À l’occasion d’une affaire opposant une religieuse à son ancienne communauté, la Cour européenne des droits de l’homme (CEDH) s’interroge sur la nature juridique d’une cellule monastique : doit-on l’assimiler à un domicile ? Nicolas Bauer, chercheur associé au Centre européen pour le droit et la justice (ECLJ), qui a émis des observations, analyse dans La Nef :
Sœur Élisabeth a appartenu quelques années à une communauté religieuse relevant de l’Église grecque catholique ukrainienne. En raison d’un conflit, elle a dû quitter le monastère. Aux yeux de son ancienne communauté et de son évêque, sœur Élisabeth n’est plus religieuse et doit être considérée sous son identité civile, Zhanna K. Pourtant, elle demande que le monastère continue de la loger dans sa cellule, et la justice ukrainienne lui a donné raison en 2023. Cette cellule serait son domicile et Zhanna K. aurait le droit de revenir y habiter.

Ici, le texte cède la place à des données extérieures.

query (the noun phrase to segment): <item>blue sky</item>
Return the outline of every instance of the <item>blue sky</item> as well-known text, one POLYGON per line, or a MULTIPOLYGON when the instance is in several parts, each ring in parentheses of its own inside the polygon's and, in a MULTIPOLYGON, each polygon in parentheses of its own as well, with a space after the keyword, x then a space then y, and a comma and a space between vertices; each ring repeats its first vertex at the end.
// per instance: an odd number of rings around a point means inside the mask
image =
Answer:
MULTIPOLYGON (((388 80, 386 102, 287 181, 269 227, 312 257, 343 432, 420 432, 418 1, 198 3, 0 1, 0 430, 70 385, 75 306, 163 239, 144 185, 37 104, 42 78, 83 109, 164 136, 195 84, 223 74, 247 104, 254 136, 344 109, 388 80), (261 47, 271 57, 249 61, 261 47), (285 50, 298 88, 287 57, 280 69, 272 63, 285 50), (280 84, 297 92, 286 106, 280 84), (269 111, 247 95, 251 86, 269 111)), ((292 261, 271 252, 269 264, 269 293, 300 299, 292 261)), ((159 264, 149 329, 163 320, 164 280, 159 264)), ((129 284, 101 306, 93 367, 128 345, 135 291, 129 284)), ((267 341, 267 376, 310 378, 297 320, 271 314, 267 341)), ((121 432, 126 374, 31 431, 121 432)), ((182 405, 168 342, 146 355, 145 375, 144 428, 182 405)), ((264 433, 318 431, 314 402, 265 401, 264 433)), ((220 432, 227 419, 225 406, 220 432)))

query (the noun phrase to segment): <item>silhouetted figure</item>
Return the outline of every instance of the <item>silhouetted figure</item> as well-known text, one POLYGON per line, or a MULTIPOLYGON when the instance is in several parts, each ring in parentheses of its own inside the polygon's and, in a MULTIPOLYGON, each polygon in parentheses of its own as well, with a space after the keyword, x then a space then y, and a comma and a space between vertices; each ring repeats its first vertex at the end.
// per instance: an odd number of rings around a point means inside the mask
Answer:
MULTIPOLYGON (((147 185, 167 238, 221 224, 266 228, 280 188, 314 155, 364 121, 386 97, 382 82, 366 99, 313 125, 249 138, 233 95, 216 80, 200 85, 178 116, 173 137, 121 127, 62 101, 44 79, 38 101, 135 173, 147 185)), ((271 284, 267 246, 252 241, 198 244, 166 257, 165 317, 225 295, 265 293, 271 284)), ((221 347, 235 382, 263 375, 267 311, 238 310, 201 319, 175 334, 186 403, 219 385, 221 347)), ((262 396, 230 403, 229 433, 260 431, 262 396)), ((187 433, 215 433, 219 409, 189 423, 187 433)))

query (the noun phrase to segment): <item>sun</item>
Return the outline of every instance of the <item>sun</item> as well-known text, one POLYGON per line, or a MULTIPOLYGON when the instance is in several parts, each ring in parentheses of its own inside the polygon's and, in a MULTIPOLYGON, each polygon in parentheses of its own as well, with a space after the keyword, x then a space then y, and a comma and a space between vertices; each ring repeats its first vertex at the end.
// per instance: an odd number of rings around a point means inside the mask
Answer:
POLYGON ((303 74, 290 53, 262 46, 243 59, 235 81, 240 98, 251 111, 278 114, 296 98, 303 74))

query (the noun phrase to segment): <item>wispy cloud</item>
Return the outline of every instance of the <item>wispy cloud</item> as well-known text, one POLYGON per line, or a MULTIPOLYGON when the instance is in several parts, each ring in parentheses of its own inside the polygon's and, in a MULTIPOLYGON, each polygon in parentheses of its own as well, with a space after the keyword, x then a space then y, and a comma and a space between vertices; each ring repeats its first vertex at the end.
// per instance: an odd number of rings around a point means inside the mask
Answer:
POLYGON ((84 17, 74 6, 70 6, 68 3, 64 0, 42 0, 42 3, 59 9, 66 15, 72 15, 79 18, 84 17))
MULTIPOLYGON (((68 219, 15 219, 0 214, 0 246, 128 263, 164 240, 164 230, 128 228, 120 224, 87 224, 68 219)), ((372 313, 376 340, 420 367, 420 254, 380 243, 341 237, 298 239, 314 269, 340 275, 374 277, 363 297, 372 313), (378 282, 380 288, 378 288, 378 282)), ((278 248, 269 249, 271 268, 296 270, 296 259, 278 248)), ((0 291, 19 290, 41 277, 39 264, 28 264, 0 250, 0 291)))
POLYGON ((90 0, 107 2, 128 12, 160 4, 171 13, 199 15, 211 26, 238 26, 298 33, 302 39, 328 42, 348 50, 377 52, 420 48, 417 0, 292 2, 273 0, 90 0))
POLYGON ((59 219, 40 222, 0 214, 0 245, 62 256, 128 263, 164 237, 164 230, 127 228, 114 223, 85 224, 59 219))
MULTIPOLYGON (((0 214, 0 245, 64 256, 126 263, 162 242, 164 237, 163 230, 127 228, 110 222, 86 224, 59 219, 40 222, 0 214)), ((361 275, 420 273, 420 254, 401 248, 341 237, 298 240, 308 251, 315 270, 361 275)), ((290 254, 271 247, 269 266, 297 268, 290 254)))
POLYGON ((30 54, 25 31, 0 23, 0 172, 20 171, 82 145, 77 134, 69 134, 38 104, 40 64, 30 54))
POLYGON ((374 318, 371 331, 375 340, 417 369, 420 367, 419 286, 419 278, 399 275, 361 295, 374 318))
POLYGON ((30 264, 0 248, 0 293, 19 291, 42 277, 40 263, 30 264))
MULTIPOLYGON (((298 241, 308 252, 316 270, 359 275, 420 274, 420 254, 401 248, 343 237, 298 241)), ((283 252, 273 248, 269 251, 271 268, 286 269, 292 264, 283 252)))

L’affaire est aujourd’hui devant la Cour européenne des droits de l’homme (CEDH). C’est la Grande chambre, formation la plus solennelle de cette Cour, qui sera amenée à trancher la question : une cellule monastique est-elle vraiment un domicile ? Le monastère et Zhanna K. ont remis leurs observations écrites il y a quelques jours. La CEDH a également autorisé le Centre européen pour le droit et la justice (ECLJ), organisation non gouvernementale spécialiste de la liberté de religion, à intervenir dans la procédure.
Cette affaire aura un impact sur la reconnaissance des droits des congrégations religieuses dans toute l’Europe. Derrière la question du domicile se cache celle, plus générale, du régime juridique applicable à de telles communautés. Faut-il les traiter comme de simples associations ou prendre en compte les spécificités de leur fonctionnement interne, fondé sur une doctrine religieuse ? En assimilant une cellule monastique à un domicile personnel, la justice ukrainienne a adopté un regard laïque, au risque de se méprendre sur la réalité monastique.